No natal trombeteado aos quatro ventos pelos arautos do mercado idolatrado, um antinatal, o “dono da festa”, que nasceu já ameaçado de morte, fica mais oculto do que o amigo oculto. Uma sociedade capitalista abusa do nascimento de Jesus Cristo para auferir lucro e acumular capital, promovendo gastança, viagens que resultam em centenas de mortes e comilanças; pior, humilham milhões de pessoas que não podem gastar, viajar e nem promover comilanças. Com roupa vermelha para induzir o consumo de um refrigerante (melhor não dizer o nome), de uma transnacional, que mais serve para desentupir pia, o papai noel é um mentiroso, nojento e fantoche do ídolo capital que cumpre uma tarefa suja: seduzir as crianças e as famílias para consumirem ao máximo até se consumirem e se desumanizarem gradativamente. É idolatria colocar esta representação do polo norte para seduzir as crianças para fomentar a cultura do “dar presentes” e encobrir a cultura do menino-Deus nascido em um cocho de curral na periferia de Belém que, como testemunham os pastores e os magos, pedem para sermos PRESENTE, PRESENÇA HUMANA, na vida das outras pessoas, não apenas de nossa família nuclear biológica, mas da família humana e ecológica mundial.

Ver e sentir o menino-Deus nas crianças recém-nascidas é mil vezes mais humano-divino do que ver o menino-Deus representado em presépios artificiais. Estranho pessoas colocarem suas próprias fotos em mensagens de natal. Não seria mais humanizador partilhar uma foto que atualizasse o menino-Deus nascendo atualmente de mil formas no meio dos empobrecidos?

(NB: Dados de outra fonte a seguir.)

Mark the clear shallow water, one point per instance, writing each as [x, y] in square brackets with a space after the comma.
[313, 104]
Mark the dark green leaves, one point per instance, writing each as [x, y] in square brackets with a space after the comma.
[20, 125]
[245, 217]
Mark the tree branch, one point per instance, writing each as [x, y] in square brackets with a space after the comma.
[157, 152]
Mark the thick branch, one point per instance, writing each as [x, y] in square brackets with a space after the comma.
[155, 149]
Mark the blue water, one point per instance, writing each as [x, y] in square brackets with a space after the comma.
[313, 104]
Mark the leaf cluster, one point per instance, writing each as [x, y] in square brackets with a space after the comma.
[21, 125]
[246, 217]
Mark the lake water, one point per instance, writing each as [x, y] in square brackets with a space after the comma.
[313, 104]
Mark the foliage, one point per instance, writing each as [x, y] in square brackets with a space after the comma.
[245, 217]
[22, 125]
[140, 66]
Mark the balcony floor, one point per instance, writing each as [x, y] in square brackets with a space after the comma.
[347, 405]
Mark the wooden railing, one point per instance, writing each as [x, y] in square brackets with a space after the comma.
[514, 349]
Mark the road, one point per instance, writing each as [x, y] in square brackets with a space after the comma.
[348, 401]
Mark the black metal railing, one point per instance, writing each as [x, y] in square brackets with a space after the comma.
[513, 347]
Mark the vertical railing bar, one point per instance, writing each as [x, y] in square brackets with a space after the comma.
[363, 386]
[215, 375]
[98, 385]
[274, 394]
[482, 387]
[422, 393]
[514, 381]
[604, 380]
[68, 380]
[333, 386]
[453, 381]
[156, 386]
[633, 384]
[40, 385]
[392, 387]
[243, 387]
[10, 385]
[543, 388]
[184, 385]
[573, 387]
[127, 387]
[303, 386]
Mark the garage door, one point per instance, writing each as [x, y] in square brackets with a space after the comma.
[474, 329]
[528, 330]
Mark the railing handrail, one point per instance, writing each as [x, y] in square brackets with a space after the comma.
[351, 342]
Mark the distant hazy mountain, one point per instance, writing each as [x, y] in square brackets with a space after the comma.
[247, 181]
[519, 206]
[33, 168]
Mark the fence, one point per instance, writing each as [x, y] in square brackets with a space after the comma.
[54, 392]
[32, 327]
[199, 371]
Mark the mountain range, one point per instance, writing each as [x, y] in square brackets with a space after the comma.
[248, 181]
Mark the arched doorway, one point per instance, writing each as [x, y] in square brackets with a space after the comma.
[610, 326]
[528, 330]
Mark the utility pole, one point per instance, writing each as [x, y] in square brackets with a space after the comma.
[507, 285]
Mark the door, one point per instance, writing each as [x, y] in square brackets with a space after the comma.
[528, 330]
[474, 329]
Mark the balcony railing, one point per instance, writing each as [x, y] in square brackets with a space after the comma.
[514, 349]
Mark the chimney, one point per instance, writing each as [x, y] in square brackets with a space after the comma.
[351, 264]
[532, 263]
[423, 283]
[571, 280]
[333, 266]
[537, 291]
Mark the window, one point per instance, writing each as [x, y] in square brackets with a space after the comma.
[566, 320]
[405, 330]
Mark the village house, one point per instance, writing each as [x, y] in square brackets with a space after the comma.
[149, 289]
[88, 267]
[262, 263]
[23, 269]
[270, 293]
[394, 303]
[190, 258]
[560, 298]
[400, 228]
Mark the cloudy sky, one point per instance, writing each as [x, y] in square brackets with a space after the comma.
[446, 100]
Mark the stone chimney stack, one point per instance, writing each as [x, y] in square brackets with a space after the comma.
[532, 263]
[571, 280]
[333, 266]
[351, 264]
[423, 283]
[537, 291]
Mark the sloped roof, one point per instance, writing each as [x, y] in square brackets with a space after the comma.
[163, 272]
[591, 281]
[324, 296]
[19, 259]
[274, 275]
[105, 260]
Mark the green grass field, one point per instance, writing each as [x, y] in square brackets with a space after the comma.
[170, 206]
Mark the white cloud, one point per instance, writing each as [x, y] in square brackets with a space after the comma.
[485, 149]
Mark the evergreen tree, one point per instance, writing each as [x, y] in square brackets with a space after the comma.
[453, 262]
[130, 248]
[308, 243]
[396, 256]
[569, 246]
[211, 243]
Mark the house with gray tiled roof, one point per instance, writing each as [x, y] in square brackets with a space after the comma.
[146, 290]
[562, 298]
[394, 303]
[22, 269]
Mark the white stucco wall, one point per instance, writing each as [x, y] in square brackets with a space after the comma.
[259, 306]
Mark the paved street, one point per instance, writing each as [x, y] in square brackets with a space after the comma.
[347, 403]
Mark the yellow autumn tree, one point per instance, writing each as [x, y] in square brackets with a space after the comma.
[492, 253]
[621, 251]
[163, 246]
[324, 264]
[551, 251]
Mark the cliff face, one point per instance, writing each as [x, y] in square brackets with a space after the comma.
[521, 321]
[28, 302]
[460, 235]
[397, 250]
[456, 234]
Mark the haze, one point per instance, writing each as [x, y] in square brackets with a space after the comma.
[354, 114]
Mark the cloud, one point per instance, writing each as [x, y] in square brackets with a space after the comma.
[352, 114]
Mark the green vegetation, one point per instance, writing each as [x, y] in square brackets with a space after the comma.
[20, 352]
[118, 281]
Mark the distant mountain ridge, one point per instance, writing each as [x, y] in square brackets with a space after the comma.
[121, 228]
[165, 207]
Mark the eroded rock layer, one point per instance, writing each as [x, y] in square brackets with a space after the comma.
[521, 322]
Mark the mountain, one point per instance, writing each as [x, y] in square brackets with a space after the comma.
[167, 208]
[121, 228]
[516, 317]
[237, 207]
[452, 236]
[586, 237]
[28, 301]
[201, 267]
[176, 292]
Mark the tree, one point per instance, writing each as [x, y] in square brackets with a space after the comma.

Diante das mensagens natalinas ingênuas e/ou portadoras da ideologia do capitalismo, como desejar prosperidade, algo que diz respeito a crescimento econômico pessoal, sem responsabilidade social, na linha da ideologia da prosperidade, suplico a Deus, mistério de infinito amor: “Pai, perdoai-lhes, pois eles não sabem o que fazem” (Lc 23,34). Porém, sobre os opressores, rezo: Pai, não perdoai-lhes, pois eles sabem que o que fazem, roubam os bens que deveriam ser comuns a todos/as. Fazem isso para curtir poder, status e prazer à custa do sangue de muita gente.

Ao peneirar as mensagens natalinas que recebi, me alegrei com várias e partilho algumas aqui abaixo no intuito de resgatarmos o verdadeiro e libertador sentido do Natal de Jesus Cristo.

Com Dom Hélder Câmara (1909-1999), reafirmamos: “Gosto de pensar no Natal como um ato de subversão... Um menino pobre, uma mãe solteira, um pai adotivo... Quem assiste seu nascimento é a ralé da sociedade, os pastores. É presenteado por gente ‘de outras religiões’, os magos. A família tem que fugir e assim viram refugiados políticos. Depois voltam a viver na periferia. O resto a gente celebra na Páscoa... mas com a mesma subversão... sim! A revolução virá dos pobres! Só deles pode vir a salvação! Feliz Natal subversivo!”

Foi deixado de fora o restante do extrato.